- Directed by: Lee Phillips
- Written by: Lee Phillips
- Produced by: Lee Phillips
- Starring: Dawn O'Porter
- Cinematography: Lee Phillips
- Edited by: Rick Aplin
- Distributed by: BBC
- Release date: 2007;
- Running time: 60 minutes
- Country: United Kingdom
- Language: English

= Super Slim Me =

2007 British television documentary

Super Slim Me is a TV documentary presented by British writer and television presenter Dawn O'Porter. It was broadcast in the UK by BBC Three on 25 February 2007. Porter attempted to shrink her UK size 12 figure to a US size zero. Surviving on a diet of 500 calories a day, Porter investigated the stylists, designers and agencies responsible for making skinniness desirable for followers of fashion.

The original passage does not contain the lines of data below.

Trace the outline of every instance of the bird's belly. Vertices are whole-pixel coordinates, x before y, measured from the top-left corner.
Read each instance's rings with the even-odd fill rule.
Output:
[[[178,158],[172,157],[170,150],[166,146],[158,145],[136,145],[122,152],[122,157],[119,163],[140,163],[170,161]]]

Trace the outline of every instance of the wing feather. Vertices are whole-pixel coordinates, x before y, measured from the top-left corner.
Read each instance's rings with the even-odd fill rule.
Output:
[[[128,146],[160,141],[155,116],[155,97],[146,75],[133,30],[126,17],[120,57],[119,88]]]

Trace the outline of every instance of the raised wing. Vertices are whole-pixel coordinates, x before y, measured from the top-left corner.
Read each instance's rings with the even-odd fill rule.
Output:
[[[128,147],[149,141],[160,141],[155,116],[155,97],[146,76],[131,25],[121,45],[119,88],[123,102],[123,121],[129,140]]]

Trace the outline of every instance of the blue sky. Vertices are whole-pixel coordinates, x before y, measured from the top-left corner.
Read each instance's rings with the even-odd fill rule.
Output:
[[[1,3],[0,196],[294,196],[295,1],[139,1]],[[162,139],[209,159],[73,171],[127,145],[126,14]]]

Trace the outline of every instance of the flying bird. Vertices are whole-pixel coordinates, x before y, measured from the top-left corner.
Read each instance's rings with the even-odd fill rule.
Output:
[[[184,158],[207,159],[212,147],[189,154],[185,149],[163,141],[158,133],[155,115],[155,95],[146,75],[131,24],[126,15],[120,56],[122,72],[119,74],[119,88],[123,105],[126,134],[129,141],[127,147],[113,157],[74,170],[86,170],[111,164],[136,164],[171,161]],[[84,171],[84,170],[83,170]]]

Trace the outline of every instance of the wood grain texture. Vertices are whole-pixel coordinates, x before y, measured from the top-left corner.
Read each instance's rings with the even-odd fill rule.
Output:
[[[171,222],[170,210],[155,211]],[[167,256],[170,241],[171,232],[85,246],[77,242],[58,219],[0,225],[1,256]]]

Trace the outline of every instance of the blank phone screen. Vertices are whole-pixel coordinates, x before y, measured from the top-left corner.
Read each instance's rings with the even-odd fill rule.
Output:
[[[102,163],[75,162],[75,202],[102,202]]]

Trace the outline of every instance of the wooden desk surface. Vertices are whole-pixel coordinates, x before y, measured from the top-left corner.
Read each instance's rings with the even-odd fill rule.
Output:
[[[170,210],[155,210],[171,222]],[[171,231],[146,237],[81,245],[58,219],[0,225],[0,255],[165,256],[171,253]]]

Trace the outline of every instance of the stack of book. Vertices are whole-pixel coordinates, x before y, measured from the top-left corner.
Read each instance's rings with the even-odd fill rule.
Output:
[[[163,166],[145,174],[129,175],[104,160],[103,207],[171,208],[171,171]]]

The title is based on the American film Super Size Me, in which the author consumed McDonald's daily for a month.

==Content==

===Experiment===
Over the course of an eight-week period, O’Porter challenged herself to go on a crash diet in order to drop from the nation’s average, UK Size 12, to a US Size 0. This aspired image has been formed by skinny celebrities over the past decade, who are influencing the attitudes that predominately teenage girls have about their bodies. The images of skinny celebrities in the media also convey the message that being thin is a form of acceptance. However, it was also through this experimental crash diet that O’Porter showed her audience both the physical and psychological effects of this lifestyle.

Throughout the eight-week time period, O’Porter's actions were documented by a BBC film crew. During this process, O’Porter met with fashion designers, stylists, modeling agencies, as well as medical experts to find out what it would take to drop her dress size to a US Size 0 (UK Size 4). She soon found out that in order for her to succeed, her calorie intake had to decrease from the recommended 2000 calories a day, to a maximum of 500 calories a day. Even after finishing the first day of her experiment, O' Porter’s attitude had changed and she experienced obsessive behaviours, as well as mood swings, as a result of her hunger. By the end of her diet, the psychological effects worsened leading to irritability, insomnia, and lack of energy.

===Results===
After eight weeks of sticking to a strict diet of only 500 calories and constantly working out, Dawn was both physically and mentally exhausted. With this crash diet she was losing sleep, feeling depressed every day and feeling constantly weak. Her results ended up in a 69 cm waist and a weight of 59 kilos leaving her total weight loss at 17 pounds. This resulted in her dropping two dress sizes. Her BMI before she started the diet was 22. She ended the eight-week diet with a BMI of 19.